Güven insanlar arası ilişkilerde olması gereken en temel ilkelerden biridir. Kişiler arasında esas olan birbirlerine güvenmeleri önemlidir.
İnsanlar birbirlerine ihanet etmemeli. İnsanlar verdikleri sözde durmalı, kişi ve kişiler yalan konuşmamalı.
Bu yazılan ve söylenenler herkes tarafından söyleniyor kabul görüyor ama insanların çıkarları söz konusu olduğunda ise uygulanmıyor. Uygulama olmayınca, güvenin yerini ne alıyor?
xxx
İnsanı üzen ise güvenin Müslümanlar arasında gittikçe azaldığı güvensizliğin ise daha çok arttığıdır.
Neden Müslüman birbirine güvenmez veya güvenmek istemez.
Hiç şüphesiz her dönemde, birbirine güvenmeyen insanlar olmuştur ve olmaya da devam etmektedir. Ancak günümüzdeki kadar güvenin, güvensizliğe dönüştüğü bir ortam var mı sizce?
xxx
Eskiden "Söz" namustu. Söz itibar göstergesiydi. Alacak verecek bir deftere yazılırdı. Esnafta müşteride sözünde dururdu. Kişilerde birbirine güven vardı. Şimdi neden insanlar birbirlerine güvenmiyor?

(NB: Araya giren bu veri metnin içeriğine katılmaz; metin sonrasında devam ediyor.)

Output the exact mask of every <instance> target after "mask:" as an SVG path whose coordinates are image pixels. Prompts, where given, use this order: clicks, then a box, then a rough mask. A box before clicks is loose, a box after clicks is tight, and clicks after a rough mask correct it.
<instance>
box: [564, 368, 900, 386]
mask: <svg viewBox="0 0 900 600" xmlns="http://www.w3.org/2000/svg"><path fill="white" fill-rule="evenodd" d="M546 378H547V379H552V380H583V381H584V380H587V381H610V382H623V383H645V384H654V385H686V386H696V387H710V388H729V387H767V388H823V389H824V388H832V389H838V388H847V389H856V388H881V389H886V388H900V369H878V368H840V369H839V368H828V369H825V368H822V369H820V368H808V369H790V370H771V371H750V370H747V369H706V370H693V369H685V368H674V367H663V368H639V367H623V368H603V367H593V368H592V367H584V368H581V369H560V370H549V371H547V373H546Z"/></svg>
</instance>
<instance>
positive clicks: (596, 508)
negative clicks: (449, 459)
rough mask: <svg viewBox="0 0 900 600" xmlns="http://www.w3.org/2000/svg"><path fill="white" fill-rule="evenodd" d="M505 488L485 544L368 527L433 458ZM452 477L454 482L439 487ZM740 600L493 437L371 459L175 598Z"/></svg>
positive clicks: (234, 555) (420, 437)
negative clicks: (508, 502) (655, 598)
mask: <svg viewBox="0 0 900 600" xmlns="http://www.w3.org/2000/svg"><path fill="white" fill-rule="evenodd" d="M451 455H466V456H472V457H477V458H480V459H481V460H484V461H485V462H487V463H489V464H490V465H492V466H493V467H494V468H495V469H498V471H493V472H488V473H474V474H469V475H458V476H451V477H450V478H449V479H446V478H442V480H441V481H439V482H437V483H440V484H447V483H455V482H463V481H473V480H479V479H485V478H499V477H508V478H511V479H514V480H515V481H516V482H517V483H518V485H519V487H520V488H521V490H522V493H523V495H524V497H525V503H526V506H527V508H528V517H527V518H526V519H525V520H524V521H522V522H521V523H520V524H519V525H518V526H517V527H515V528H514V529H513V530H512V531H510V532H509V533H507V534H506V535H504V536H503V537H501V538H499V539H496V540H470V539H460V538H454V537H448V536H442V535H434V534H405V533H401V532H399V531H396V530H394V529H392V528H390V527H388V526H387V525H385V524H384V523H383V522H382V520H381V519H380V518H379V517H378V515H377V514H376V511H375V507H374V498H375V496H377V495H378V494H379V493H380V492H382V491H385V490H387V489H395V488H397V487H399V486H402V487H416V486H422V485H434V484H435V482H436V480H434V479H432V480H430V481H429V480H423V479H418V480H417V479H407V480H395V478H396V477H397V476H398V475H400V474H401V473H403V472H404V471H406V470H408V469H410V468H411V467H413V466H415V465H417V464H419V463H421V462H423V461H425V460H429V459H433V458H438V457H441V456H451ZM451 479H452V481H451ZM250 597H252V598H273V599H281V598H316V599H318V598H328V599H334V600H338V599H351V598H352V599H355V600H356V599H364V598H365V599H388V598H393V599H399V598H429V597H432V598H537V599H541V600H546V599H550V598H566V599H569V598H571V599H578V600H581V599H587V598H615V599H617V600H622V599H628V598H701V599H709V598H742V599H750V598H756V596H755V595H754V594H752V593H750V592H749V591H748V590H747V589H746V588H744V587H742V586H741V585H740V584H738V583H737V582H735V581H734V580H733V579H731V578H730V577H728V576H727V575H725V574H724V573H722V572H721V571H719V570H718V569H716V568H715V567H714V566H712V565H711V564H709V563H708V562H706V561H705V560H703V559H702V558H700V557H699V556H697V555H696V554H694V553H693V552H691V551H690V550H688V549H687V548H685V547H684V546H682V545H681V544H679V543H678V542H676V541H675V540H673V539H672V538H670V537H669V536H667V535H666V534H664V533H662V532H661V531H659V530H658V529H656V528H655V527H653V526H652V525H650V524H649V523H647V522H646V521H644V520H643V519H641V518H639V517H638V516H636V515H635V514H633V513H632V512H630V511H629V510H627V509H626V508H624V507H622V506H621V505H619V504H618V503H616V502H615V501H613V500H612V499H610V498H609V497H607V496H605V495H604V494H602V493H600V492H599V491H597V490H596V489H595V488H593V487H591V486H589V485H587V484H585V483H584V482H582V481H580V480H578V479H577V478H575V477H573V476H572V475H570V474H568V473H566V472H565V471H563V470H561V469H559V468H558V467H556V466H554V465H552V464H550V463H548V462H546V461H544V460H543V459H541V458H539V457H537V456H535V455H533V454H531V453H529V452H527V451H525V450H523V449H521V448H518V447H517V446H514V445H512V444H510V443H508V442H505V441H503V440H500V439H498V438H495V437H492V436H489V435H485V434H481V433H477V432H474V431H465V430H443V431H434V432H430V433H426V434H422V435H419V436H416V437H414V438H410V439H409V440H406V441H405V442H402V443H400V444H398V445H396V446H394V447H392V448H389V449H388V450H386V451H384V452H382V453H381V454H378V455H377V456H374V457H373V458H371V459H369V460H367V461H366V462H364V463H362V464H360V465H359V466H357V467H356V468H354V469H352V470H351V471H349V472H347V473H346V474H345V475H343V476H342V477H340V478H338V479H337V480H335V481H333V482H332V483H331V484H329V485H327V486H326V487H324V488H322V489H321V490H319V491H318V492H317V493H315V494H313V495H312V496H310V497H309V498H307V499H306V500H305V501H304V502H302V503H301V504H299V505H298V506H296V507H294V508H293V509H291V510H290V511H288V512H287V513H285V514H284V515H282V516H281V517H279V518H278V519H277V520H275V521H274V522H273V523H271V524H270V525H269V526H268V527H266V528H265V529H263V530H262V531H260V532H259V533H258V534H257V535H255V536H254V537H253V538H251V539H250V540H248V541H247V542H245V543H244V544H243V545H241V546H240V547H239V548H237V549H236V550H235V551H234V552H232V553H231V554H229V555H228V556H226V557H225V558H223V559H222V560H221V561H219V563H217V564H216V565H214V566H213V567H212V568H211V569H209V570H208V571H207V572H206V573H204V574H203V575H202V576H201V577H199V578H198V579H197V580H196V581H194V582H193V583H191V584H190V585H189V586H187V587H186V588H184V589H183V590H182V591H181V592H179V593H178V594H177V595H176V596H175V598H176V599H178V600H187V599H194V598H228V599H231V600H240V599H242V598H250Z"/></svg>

Bu topraklarda yaşayan insanların yüzde doksanı Müslüman ama güvende ise ortalama ne kadar sizce?
xxx
Şimdi gelin hep beraber şu soruya cevap arayalım. Geçmişte insanlar arasında var olan güvenin, neden günümüzde güvensizliğe dönüştüğü? Bu konuda ciddi araştırmalar yapılmalı. Araştırma sonucu nasıl çıkar acaba?
xxx
Ayeti Kerime de “Ey insanlar! Yapmayacağınız şeyleri niçin söylüyorsunuz. Bilin ki yapmayacağınız şeyleri söylemek, Allah katında büyük günahtır ”dediği halde, dindar olsun veya olmasın, fark etmiyor- genelde insanlar, rahatlıkla yapmayacakları/yapamayacakları şeyleri söyleyebilmekte fakat yapmamaktadırlar.
Söz veriyor sözünde durmuyor. Kendisine telefon eden kişiye "Sana döneceğim" diyen kişi geri dönmüyor. Kalitesiz malın kaliteli diye satıyor. Yalanı, dolanı ve kandırmayı beceriklilik sayıyor. Bunlar içinde “güven” in varlığından söz edilebilir mi?
xxx
Peygamber efendimiz (sav)in “Muhammedü’l-emîn” oluşu. Ona inanmayanlar ve onun peygamberliğini kabul etmeyenler dahi ona güvenmişler ve kıymetli eşyalarını emanet etmişlerdir. O da kendisine güvenen bu insanların güvenini boşa çıkartmamış; hicret esnasında kendisine emanet edilen eşyayı, Hz. Ali’ye teslim ederek, yola koyulmuştur.
Bu sebeple emin bir kişi olabilmek için insanın önce “dürüst” olması gerekiyor. Ayeti kerime de, Cenabı Mevla emrolunduğun gibi dosdoğru ol” buyuruyor.
Önce kendimize bir bakalım, Biz nasılız?